La imaginación ofrece a la razón, en sus horas de duda, las soluciones que ésta en vano sin su ayuda busca. Es la hembra de la inteligencia, sin cuyo consorcio no hay nada fecundo”.
José Martí

lunes, 4 de junio de 2012

El privilegio discordante y armónico de vivir

"Le bonheur de vivre" (1906), conocido también como "La joie de vivre" (La alegría de vivir), de Henri Matisse.

Por Leonardo Venta

“No sabemos lo que nos pasa y eso es lo que pasa”.
Ortega y Gasset

     El éxito y la felicidad dependen, en parte, de lo temporal, subjetivo e imprevisible de la existencia. La muerte, generalmente, se explica como el truncamiento de dichos propósitos. No obstante, puede significar la culminación de un dilatado éxodo hacia la impredecible gloria. ¿O el consuelo exegético de un temido esotérico más allá?
     Labramos nuestro destino y, al mismo tiempo, moldeamos nuestra realidad, de la misma manera que elementos extrínsecos embeben, eructan, nuestro devenir – especie de inconfesable dubitable oráculo –, dentro de un incesante y sorprendente proceso de reajuste. Si bien intentamos hallar respuestas a numerosas intrincadas interrogantes.
    Experimentamos, en mayor o menor grado, la necesidad de realización, vida plena y supervivencia, mientras escuchamos, por encima de todo logro y empeño, la imperturbable llamada de la muerte. Morir es la antítesis de nacer.
    Anhelamos encontrarle sentido a la existencia.

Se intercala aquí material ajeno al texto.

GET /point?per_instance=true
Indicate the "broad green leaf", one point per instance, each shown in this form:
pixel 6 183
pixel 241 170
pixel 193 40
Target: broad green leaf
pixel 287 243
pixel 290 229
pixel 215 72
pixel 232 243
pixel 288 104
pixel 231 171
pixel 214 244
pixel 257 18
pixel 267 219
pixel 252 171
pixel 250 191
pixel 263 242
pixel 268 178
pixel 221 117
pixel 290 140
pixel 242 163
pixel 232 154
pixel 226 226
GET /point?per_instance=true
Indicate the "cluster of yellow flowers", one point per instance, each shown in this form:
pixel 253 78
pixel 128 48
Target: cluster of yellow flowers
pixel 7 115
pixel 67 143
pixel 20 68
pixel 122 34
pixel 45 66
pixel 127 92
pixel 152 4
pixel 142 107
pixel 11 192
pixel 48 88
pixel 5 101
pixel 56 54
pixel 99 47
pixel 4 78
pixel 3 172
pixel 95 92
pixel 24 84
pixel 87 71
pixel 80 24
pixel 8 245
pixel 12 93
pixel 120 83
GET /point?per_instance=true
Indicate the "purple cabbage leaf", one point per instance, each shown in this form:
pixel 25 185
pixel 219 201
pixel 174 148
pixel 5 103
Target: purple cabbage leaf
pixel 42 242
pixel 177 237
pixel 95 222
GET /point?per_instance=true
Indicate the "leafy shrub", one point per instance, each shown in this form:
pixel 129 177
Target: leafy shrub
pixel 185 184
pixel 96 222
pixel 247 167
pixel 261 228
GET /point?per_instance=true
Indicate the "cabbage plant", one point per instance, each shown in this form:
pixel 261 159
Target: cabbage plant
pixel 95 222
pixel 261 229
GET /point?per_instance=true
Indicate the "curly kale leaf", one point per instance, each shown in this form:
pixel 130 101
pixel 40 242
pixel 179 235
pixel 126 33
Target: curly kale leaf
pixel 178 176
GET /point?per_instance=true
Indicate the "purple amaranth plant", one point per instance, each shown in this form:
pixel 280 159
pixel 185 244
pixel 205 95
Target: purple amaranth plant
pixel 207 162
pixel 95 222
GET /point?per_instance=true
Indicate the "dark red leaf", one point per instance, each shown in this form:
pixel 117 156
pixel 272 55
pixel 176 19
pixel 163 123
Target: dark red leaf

De una manera u otra, examinamos los problemas esenciales del devenir humano: el deseo de inmortalidad y la voluntad de vivir. Afirma Nietzsche, “vivir no es querer oponerse a la naturaleza”.
    Nos preocupa desentrañar la substancia, el designio de la vida humana, la muerte y la nada. La filosofía tradicional ha explicado las esencias de las cosas – caracteres comunes – mediante rangos generales. No obstante, la existencia viene marcada para cada uno de nosotros a partir de contextos y apreciaciones particulares, específicas. El destino humano se rige y restringe por decisiones, conscientes o indeliberadas.
    En su libro Del sentimiento trágico de la vida, Miguel de Unamuno se refiere a una fe individual, en la que el sujeto intenta relacionarse con Dios, sin intermediarios, sin lo abstracto y superfluo de la religión y la religiosidad. “Ése en que crees, lector, ése es tu dios, el que ha vivido contigo en ti, y nació contigo y fue niño cuando eras tú niño, y fue haciéndose hombre según tú te hacías hombre, y que se disipaba cuando te disipabas”, afirma el genio bilbaíno.
    En ese mismo texto, el autor se refiere al hambre de inmortalidad: “¡Ser, ser siempre, ser sin término! ¡Sed de ser; sed de ser más! ¡Hambre de Dios! ¡Sed de amor eternizante y eterno! ¡Ser siempre! ¡Ser Dios!”. Rumiamos la angustia que nos conduce a cuestionar la existencia de un Ser Todopoderoso, de un Creador, reflejada en la voluntad de vivir como creyentes y la limitación de creer insuficientemente, culpando a otros de la ineficacia de nuestra fe.
     Nos desplazamos, periódicamente, en una progresión espiritual hacia el desconcierto. Pasamos de una confianza candorosa en los preceptos religiosos a una postura de confusión y escepticismo. Nos contaminamos de insinceridad. Anhelamos disipar la espesa neblina de tantos por qué…y aun así nuestra fe, herida, no claudica en su anhelo de inmortal consuelo.
     Al decir de la filósofa Marjorie Grene, “la vida es toda una contradicción, lucha a brazo partido del sí y el no, paz en la guerra y guerra en la paz […] y en esa lucha precisamente está la esencia de nuestro vivir”. De este planteamiento, inferimos la paradoja de nuestras incontestadas interrogantes, miserias, desalientos y, ¿por qué no?, de nuestros aciertos y esperanzadoras mañosas utopías. ¡Enhorabuena, entonces, por el privilegio discordante y armónico de vivir!

1 comentario:

  1. Me gusto esta reflexion mucho. Esta llena de cuesionamientos reales que yo mismo me he hecho.